6/24/2026 at 2:02:04 AM
Very interesting. Haven't heard of RLMs before.https://github.com/alexzhang13/rlm
> We propose Recursive Language Models (RLMs), a general inference paradigm that treats long prompts as part of an external environment and allows the LLM to programmatically examine, decompose, and recursively call itself over snippets of the prompt.
> We find that RLMs can successfully process inputs up to two orders of magnitude beyond model context windows and, even for shorter prompts, dramatically outperform the quality of vanilla frontier LLMs and common long-context and coding scaffolds [...] across four diverse long-context tasks while having comparable cost.
https://arxiv.org/abs/2512.24601
I had a similar thought the other day. When doing a research task, you don't want to crap up the context with all the web scrapes. But you want to ask follow up questions on the full context, not the anemic subagent summaries. So what you actually want is an "extended context" you can grep.
by andai
6/24/2026 at 8:43:11 AM
I started building my agent loops based on the RLM paper and I am finding the recursive part serves two major purposes.
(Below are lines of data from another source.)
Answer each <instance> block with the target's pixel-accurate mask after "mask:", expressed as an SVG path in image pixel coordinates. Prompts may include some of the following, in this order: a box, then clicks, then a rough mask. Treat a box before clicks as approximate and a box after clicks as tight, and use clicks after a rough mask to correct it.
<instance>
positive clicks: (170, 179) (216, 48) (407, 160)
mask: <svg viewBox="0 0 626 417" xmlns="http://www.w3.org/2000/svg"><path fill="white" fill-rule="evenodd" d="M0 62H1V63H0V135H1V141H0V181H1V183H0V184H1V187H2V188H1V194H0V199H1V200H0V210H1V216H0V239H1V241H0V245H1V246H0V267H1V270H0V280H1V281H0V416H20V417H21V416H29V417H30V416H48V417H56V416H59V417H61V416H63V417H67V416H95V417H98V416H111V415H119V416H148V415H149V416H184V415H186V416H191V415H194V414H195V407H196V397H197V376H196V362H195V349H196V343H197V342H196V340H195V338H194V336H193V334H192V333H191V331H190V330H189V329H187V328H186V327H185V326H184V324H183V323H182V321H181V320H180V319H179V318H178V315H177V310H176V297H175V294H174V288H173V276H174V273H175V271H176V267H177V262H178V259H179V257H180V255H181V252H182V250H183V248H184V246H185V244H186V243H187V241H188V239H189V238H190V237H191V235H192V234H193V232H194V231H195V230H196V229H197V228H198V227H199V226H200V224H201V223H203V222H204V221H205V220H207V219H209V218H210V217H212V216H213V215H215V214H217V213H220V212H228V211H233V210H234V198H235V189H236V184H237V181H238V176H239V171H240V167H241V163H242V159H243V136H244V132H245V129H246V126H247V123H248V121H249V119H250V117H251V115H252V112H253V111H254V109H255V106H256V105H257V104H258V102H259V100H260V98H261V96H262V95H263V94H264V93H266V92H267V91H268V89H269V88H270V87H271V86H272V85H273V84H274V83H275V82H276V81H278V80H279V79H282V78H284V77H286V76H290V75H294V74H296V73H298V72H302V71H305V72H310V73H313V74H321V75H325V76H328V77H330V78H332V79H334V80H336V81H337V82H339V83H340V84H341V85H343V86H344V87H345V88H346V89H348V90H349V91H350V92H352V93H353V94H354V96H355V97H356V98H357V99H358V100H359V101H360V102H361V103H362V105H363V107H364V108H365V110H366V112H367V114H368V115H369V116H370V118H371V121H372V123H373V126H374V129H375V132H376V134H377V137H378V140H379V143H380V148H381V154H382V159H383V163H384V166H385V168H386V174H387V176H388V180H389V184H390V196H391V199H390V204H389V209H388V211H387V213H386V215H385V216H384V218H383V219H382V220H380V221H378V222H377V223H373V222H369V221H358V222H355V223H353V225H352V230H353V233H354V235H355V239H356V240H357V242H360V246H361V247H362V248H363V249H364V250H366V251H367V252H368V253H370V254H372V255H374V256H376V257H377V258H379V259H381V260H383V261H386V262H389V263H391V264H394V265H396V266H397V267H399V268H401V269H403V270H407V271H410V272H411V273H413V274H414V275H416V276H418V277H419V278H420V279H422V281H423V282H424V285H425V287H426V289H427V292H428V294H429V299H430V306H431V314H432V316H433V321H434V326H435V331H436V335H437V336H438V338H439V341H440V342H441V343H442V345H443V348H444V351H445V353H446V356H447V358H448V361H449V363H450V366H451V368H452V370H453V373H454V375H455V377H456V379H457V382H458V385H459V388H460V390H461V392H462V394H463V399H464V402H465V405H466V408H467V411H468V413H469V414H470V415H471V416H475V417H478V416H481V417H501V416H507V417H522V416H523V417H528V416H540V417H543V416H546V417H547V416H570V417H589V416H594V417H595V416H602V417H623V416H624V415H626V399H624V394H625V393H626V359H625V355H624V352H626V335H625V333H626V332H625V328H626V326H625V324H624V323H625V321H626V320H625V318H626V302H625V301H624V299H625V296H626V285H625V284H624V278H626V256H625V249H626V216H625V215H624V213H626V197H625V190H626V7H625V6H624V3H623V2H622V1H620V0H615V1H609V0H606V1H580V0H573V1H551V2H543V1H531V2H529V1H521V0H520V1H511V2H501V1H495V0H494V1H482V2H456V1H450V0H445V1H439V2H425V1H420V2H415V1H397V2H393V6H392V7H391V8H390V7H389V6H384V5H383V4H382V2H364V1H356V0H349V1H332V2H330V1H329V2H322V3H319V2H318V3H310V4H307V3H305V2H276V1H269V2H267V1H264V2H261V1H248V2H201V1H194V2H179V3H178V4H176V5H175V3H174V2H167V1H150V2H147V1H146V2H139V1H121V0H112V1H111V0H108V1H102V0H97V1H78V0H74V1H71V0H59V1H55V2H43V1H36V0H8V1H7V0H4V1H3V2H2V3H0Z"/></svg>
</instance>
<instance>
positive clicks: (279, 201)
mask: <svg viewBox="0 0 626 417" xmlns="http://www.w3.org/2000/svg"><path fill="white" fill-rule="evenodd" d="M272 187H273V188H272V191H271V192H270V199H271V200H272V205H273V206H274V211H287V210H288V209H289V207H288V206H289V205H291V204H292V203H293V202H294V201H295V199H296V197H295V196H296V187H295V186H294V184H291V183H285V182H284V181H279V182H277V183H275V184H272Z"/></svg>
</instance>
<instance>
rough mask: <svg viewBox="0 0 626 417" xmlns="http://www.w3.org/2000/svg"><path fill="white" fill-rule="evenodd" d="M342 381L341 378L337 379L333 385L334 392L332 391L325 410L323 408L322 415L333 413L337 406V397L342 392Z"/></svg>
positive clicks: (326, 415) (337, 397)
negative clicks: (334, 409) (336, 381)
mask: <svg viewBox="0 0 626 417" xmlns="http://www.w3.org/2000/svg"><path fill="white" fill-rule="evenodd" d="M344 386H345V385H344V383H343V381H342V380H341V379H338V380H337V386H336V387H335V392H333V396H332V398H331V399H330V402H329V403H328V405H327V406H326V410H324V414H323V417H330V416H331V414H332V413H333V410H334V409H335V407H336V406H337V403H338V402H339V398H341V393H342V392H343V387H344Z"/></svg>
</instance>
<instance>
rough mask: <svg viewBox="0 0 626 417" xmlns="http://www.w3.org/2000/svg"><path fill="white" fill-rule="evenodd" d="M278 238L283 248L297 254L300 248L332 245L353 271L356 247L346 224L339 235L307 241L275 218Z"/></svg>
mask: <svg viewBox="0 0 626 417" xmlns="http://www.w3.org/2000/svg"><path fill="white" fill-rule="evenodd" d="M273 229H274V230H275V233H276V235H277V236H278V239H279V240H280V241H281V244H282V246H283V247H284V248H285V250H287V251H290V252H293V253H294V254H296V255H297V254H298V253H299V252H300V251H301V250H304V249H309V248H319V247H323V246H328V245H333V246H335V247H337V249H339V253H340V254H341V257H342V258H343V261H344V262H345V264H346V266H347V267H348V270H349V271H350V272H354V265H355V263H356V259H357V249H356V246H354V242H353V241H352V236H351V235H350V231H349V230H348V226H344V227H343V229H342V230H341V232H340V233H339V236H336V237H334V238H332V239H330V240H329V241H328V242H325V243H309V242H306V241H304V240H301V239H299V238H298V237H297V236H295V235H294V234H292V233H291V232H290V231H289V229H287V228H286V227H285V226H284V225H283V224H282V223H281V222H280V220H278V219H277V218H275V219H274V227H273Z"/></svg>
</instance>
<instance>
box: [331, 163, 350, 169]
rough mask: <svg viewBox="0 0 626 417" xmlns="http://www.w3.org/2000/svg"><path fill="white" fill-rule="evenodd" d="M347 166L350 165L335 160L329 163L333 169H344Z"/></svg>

First, it pushes down token consumption as you describe. The other thing it does is prevent the agent from returning too soon, since most of the real work happens at depth. Especially if you forbid tool use in the root.I am starting to wonder if maybe I could just focus on these aspects more directly as opposed to treating them as side effects of symbolic recursion. I do have to agree with the paper in that recursive depth beyond 1 doesn't seem to matter. At least not with the current frontier of models. If we can't recurse more than once and extract much uplift, then I question us labeling this a recursive scheme.